Greeks, Servians, Bulgarians, Magyars, Italians and Slovaks laugh at one another’s antics and while listening to the strange sounds, are beginning to enter into a larger fellowship than they ever enjoyed; for so close as this many of them never came without the hand upon the hilt or the finger upon the trigger.

When Providence is generous and grants a quiet evening, the merriment will grow louder and louder, drowning the murmur of the sea and silencing the sorrows of the yesterday and the fears for the morrow.

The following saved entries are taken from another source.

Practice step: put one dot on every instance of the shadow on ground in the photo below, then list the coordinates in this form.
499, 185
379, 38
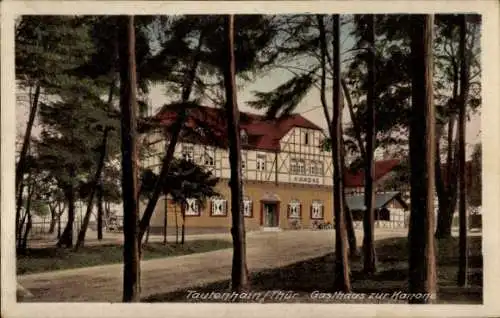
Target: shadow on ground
311, 280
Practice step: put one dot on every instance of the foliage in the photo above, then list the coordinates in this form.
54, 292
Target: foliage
185, 180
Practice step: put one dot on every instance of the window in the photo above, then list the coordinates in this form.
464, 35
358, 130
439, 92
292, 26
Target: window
219, 207
200, 131
317, 210
208, 160
243, 160
294, 209
297, 166
243, 136
302, 167
192, 207
261, 162
188, 152
316, 168
247, 207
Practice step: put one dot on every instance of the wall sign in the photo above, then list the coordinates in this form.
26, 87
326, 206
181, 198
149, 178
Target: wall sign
310, 180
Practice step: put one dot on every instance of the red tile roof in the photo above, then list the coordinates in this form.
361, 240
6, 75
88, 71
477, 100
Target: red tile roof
382, 168
263, 133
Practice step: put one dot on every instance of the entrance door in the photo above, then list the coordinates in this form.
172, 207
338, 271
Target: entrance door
270, 215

“Yes, brothers, we are travelling on to America, the land of hope; let us be merry. Where are you going, Czeska Holka?” (a pet name for a Bohemian girl). “To Chicago, to service, and soon, I hope, to matrimony; that’s what they say, that you can get married in America without a dowry and without much trouble.” Ah, yes; and get unmarried again without much trouble; but of this fact she is blissfully ignorant. “Where are you going, signor?” “Ah, I am going to Mulberry Street; great city, yes, Mulberry Street, great city.” “Polak, where are you going?” “Kellisland.” “Where do you say?” “Kellisland, where stones are and big sea.” “Yes, yes, I know now: Kelly’s Island in Ohio. Fine place for you, Polak; powder blast and white limestone dust, yet a fine sea and a fine life.”

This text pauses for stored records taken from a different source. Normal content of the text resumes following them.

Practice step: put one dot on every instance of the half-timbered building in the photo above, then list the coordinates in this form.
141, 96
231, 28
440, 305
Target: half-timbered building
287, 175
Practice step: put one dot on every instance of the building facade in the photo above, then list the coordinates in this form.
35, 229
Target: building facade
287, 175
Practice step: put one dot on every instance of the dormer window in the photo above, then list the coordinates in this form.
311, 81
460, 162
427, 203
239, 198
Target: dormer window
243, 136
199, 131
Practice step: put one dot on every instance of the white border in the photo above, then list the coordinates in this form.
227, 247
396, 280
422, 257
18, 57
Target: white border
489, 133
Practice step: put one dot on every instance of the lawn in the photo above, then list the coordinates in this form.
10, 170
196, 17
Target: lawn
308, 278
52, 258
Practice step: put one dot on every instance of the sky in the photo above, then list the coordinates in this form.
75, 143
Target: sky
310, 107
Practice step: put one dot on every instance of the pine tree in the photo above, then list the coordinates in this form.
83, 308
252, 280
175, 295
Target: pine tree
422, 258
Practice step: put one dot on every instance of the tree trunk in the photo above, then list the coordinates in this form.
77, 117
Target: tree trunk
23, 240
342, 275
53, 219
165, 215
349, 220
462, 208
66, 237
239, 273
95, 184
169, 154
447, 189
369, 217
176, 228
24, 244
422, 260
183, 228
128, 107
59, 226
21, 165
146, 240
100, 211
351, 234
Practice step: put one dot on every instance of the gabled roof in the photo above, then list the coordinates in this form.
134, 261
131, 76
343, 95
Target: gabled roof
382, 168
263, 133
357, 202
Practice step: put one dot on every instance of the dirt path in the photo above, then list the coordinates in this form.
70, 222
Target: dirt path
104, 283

All of them are going somewhere to some one; not quite strangers they; some one has crossed the sea before them. They are drawn by thousands of magnets and they will draw others after them.

We have all become good comrades; for fellowship is easily begotten by the fellows in the same ship, especially in the steerage, where no barriers exist and where no introductions are possible or necessary. I am sharing many confidences; of young women who go to meet their lovers; of young men who go to make their fortunes; of bankrupts who have fled the heavy arm of the law; of women hiding moral taint; of countless ones who are hiding grave physical infirmities; and of some who have lost faith in God and men, in law and justice.

Yet most of them believe with a simpler faith than our own; God is real to them and His providence stretches over the seas. No morning, no matter how tumultuous the waves, but the Russian Jews will put on their phylacteries, and kissing the sacred fringes which they wear upon their breasts, will turn towards the East and the rising Sun, to where their holy temple stood.

Rarely will a Slav or Italian go to bed without committing himself to the special care of some patron saint.

Vice there is, crude, rough vice, down here in the steerage. Yes, they drink vodka,—even that rarely; but up in the cabin they drink champagne and Kentucky whiskies, the same devils with other names. Seldom do the steerage passengers gamble—a friendly game of cards perhaps, here and there; while up in the cabin, from sunlight until dawn, poker chips are piled and pass to and fro among daintily attired men and women. There are rough jests in this steerage, and scant courtesy; but virtue is as precious here as there, although kept under tremendous temptation. I have crossed the ocean hither and thither, often in the steerage, more often in the cabin; and I have found gentlemen in dirty homespun in the one place, and in the other supposed gentlemen who were but beasts, although they had lackeys to attend them, and suites of rooms in which to make luxurious a useless existence. The steerage brings virtue and vice in the rough. A dollar might not be safe, and yet as safe as a whole bank up in the cabin; the steerage might steal a loaf of white bread or a tempting cake, but it has not yet learned how to corner the wheat market; the men in the steerage might be tempted to steal a ride upon a railroad, but in the cabin I have met rascals who had stolen whole railroads, yet were called “Captains of Industry.”

Down in the steerage there is a faith in the future, and in the despair which often overwhelms them, I needed but to whisper: “Be patient, this seems like Hell, but it will soon seem to you like Heaven.”

Yes, this Heaven is coming; coming down almost from above, on yonder fringe of the sea, for far away trails the low lying smoke of the pilot boat, and but a little farther off is—land—land. None but the shipwrecked and the emigrants, these way-farers who come to save and be saved, know the joy of that note which goes from lip to lip as it echoes and reëchoes in thirty languages, yet with the one word of throbbing joy,—land—land—America.